Lilith in Ancient Texts
Over the years, Lilith has graced us with appearances of varying degrees in several classic ancient texts. Here we will look through some of them and detail Lilith’s characterizations in each of the texts.
On this page:
Gilgamesh and the Huluppu Tree
The Book of Genesis
The Hebrew Bible
The Dead Sea Scrolls
The Babylonian Talmud
The Alphabet of Ben Sira
The Book of Zohar
Gilgamesh and the Huluppu Tree
Lilith’s first textual appearance happens in an ancient Sumerian epic named “Gilgamesh and the Huluppu Tree”, which was written as a series of poems in clay tablets. Originally known as “Innana and the Huluppu Tree”, this epic dates back to 2000 BCE Babylonia, where the Sumerians reigned supreme. The poems were written on several tablets and integrated into a larger poem. Some tablets still exist to this day and can be found written not only in Akkadian (the Semitic language that was spoken by the Babylonians) but also in Hurrian and Hittite. In “Gilgamesh and the Huluppu Tree”, a devilish Lilith builds a house in the middle of the Huluppu Tree that had been planted near the Euphrates river in the days of the Creation. This tree happens to be in the garden of Innana, the Goddess of Erotic Love. Lilith is joined by a dragon who places his nest at the base of the tree and by a Zu-bird who places its young on the crown of the tree. The mighty hero Gilgamesh appears and slays the dragon with his huge bronze ax. Stricken with fear, Lilith tears down her house and flees to the desert.
The Book of Genesis
Perhaps Lilith’s most controversial and discounted appearance in a religious text is her appearance in the Book of Genesis, the first book of the Bible. Thought to have been written by Moses in 1445 BCE (or 1290 BCE as some dispute) the Book of Genesis has two parts that have often been seen to counteract one another.
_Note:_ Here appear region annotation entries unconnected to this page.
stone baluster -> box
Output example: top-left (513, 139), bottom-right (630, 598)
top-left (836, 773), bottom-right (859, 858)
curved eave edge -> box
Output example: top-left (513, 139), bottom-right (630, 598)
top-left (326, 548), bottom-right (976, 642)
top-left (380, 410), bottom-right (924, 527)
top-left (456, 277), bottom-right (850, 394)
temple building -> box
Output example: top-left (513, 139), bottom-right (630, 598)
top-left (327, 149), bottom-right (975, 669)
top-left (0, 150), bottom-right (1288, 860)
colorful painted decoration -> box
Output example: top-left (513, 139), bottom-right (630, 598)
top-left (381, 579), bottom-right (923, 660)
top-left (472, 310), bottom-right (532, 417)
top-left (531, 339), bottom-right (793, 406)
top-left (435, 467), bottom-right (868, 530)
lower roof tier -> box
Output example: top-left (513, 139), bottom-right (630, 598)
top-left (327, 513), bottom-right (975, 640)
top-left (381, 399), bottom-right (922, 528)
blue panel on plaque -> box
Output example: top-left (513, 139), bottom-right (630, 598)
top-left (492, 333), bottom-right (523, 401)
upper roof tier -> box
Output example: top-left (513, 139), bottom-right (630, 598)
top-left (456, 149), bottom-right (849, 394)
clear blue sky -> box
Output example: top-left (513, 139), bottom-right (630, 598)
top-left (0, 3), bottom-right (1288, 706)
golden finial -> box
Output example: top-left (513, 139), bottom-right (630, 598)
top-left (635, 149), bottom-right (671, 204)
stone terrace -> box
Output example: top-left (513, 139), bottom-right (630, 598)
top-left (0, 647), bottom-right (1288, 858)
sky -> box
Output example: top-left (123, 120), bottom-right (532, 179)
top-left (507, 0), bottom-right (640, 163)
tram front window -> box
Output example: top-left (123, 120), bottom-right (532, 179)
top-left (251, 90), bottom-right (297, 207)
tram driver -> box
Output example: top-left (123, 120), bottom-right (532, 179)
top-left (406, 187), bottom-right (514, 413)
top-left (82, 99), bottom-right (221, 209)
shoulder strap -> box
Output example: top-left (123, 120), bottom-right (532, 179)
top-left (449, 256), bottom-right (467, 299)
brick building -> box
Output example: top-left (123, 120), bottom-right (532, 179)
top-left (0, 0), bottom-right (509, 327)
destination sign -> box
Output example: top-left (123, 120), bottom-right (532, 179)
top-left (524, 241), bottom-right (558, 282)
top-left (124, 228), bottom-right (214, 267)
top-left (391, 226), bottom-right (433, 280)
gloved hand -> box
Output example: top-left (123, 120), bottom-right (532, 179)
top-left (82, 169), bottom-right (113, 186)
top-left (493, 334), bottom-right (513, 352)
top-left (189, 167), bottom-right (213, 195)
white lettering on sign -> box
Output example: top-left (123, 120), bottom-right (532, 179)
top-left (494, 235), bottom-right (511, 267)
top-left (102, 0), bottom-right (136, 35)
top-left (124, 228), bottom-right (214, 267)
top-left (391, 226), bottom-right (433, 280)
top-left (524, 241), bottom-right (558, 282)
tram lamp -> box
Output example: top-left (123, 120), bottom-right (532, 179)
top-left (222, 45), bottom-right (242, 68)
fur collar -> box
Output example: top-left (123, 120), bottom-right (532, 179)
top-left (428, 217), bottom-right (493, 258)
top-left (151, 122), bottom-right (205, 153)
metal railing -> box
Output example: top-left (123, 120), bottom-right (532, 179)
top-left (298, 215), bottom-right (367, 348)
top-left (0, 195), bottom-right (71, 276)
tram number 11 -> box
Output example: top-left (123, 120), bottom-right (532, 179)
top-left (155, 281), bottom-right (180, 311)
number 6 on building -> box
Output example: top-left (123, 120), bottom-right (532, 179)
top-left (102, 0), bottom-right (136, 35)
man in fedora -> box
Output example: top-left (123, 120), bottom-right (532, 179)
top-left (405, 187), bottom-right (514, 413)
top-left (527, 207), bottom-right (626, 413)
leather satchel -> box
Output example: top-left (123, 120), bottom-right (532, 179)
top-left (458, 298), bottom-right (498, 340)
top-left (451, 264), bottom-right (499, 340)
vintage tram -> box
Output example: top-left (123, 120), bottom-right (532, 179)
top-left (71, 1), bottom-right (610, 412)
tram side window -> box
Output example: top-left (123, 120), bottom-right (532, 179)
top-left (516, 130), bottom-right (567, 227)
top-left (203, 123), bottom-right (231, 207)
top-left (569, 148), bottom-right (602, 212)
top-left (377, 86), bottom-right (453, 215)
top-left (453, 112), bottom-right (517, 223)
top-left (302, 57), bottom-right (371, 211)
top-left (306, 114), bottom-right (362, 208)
While Genesis 2 contains the widely popular Adam and Eve story where God first makes Adam and then fashions Eve from Adam’s rib so that Adam would not be lonely and have a helper, the shorter Genesis 1 clearly states that a male and a female were created by God in His own image at the same time and from the same earth. Genesis 1:27 states:
“So God created mankind in his own image,
Genesis 1:27.
in the image of god he created them;
male and female he created them.”
Although many have debated over these notably different creation stories, in Rabbinic and Jewish interpretations, these stories come chronologically. First came Lilith, Adam’s first wife and equal made alongside him from the same Earth. Then came Eve, Adam’s second wife, and the mother of humanity. Despite her name never being mentioned in the text itself, Lilith is widely considered to be Adam’s first wife, and thus the world’s first woman.
The Hebrew Bible
The Bible mentions Lilith only once, in Isaiah 34. The book of Isaiah contains a collection of short but deeply detailed Hebrew prophecies, with its first 39 chapters forming what has been called the “First Isaiah”. Chapter 34 details Yahweh’s (God’s real name) day of vengeance wherein Yahweh fights with Edomites- strange outisider creatures. According to the prophecy, Edom will become a waste space full of wild animals and infertile land. Lilith is said to be here too. Isaiah 34:14 states,
The wild-cat shall meet with the jackals
And the satyr shall cry to his fellow,
Yea, Lilith shall repose there
And find her a place of rest.
Isaiah 34:14
This lone mention of Lilith is never followed up, supposably because Lilith the she-demon was so well-known that her mere name was enough to conjure up images of the horror when imagining this prophesized post-apocolyptic world.
The Dead Sea Scrolls
Lilith then appears in the Dead Sea Scrolls, a collection of ancient manuscripts that are approximately two thousand years old. Thought to be the greatest archaeological find of the 20th century, the Dead Sea Scrolls were first found by chance in 1947 in a cave near Khirbet Qumran on the northwest shore of the Dead Sea. Now, fragments of almost 950 different scrolls have been found, consisting of copies of the Hebrew Bible, sectarian commentary on the Bible, and even some new texts that had not been known at all. The Qumran Sect was highly engrossed with demonology, and so it is no shock that Lilith appears in the “Song for a Sage”, a hymn possibly used in exorcisms. The hymn goes,
“And I, the Sage, sound the majesty of His beauty to terrify and confound all the spirits of destroying angels and the bastard spirits, the demons, Lilith. . ., and those that strike suddenly, to lead astray the spirit of understanding, and to make desolate their heart.”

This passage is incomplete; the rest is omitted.